Late advices from your city announce that you have no "dudes" there. Do you kno what a "dude" is? The name was just given, I think, in one of our daily papers, to a curious specimen of the genus homo which has lately appeared in New York. He is young, thin, pale, often hatchet-faced, almost always narrow-chested and small limbed. His extremely tight trousers painfully accentuate his lack of figure. ...

Within a month, newspapers from Wheeling, West Virginia to Milan, Tennessee to Austin, Texas to Hailey, Idaho to Astoria, Oregon to Sacramento, California were reporting the latest details about the habits of dudes the the New York press could gin up, reprinting satirical poems about dudes, and speculating about how soon local folk could expect to catch a glimpse of this ludicrous figure.
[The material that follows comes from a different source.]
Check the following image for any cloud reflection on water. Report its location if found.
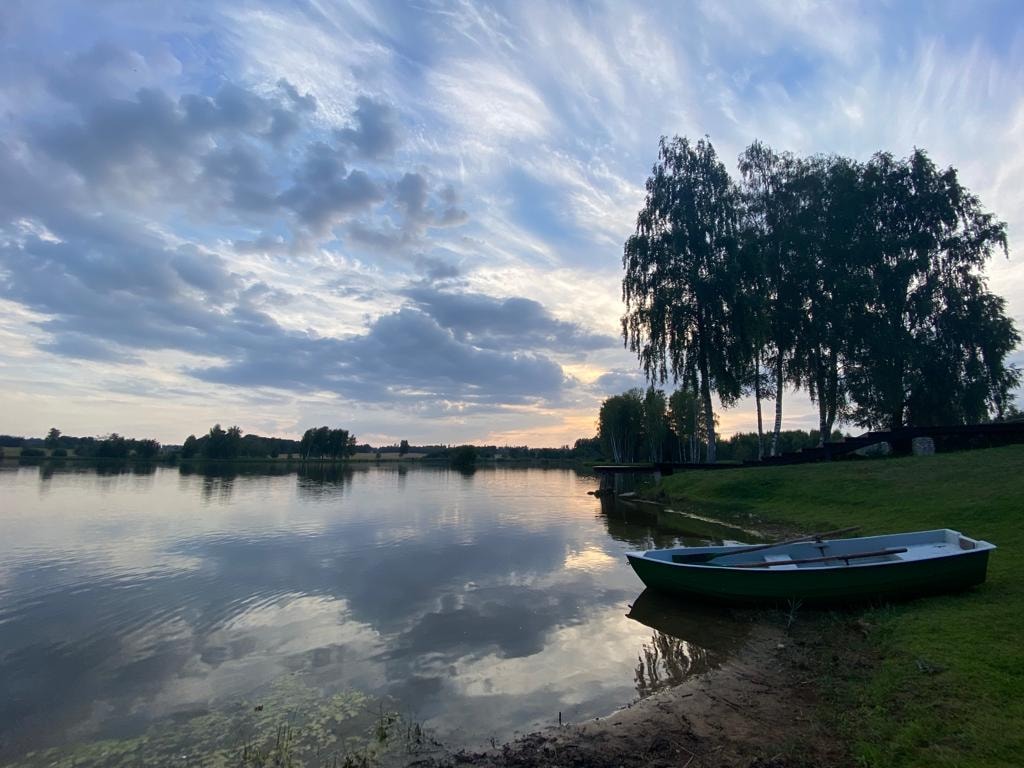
[0,467,753,759]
Speculation as to the word's origin was rampant. A article titled "The Development of the Dude," in The Nation (March 8, 1883), offered this origin theory:

When a foreign term is suddenly naturalized we may be sure that there is something in the atmosphere of the place of adoption which makes it convenient and useful. "Dude" is said to be originally a London music hall term, but it has been transplanted here, and its constant use shows that it is for some reason well fitted to take a permanent place in the vocabulary of fashion.

A couple of weeks later, the Brooklyn Eagle—as reported by, among other papers the Daily [Astoria, Oregon] Astorian of March 28, 1883— took a more cautious approach to the question of the term's origin:

The New York correspondent of the Brooklyn Eagle, a sort of "Man About Town," notes the introduction of a new word into the language. It is d-u-d-e or d-o-o-d, the spelling not having been distinctly settled yet. No body knows where the word came from, but it has sprung into popularity within the past few weeks, and everybody is using it.
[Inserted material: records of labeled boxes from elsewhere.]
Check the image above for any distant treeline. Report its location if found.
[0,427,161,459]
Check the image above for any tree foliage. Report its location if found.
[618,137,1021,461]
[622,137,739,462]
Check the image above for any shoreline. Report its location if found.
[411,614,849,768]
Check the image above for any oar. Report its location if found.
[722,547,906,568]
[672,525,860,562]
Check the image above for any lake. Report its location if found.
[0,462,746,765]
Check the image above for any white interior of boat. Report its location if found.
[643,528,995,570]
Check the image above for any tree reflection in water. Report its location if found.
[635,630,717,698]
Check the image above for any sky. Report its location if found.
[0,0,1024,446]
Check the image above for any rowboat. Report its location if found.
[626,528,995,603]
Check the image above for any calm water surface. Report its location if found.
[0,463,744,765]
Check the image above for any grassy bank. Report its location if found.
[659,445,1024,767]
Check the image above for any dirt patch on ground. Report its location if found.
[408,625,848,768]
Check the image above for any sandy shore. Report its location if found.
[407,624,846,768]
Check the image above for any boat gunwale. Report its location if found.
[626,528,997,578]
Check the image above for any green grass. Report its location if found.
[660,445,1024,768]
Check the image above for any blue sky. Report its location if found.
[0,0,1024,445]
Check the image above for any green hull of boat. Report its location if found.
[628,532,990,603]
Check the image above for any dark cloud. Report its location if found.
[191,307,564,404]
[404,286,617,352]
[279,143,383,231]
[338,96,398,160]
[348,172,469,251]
And the New York Graphic—reprinted by, among others, the Iola [Kansas] Register 0f March 30, 1883—weighed in with this view:

Where the "dude" got his name nobody knows. The dictionaries throw no light on it. The most reasonable theory appears to be that it was given to him by Columbia College students—among some of the classes of which he is said to be quite numerous—in consequence of his languidly drawling out the French "Je-doute" when appealed to o behalf of any positive statement That the "dude" is of collegiate origin appears certain. He is in reality but a copy of the English undergraduate who aspires to be considered a superior intellectual being.


Conclusions

Use of dude in the slang sense of "man or boy excessively interested in his mode of dress" may go back to 1877, but the wonder year for the term was clearly 1883, when various New York newspapers—and one national weekly magazine—seized on the term and wrote about the character it supposedly identified—and newspapers all over the United States picked up the the story (and the slang) and ran with it. Perhaps the closest similar term, as far as sudden journalistic interest and subsequent massive popular adoption go, in the past fifty years is yuppie, although preppy comes close. In both cases a largely unknown slang term burst without warning onto the national scene, becoming the subject of countless sociological analyses and hostile comedic put-downs.

The range of meanings that dude has had over the past 130 years is nicely summarized in the Random House Historical Dictionary of American Slang (1994), but its precise origins remain unsettled. Merriam-Webster's Eleventh Collegiate Dictionary (2003), for example, assigns dude the "origin unknown" label.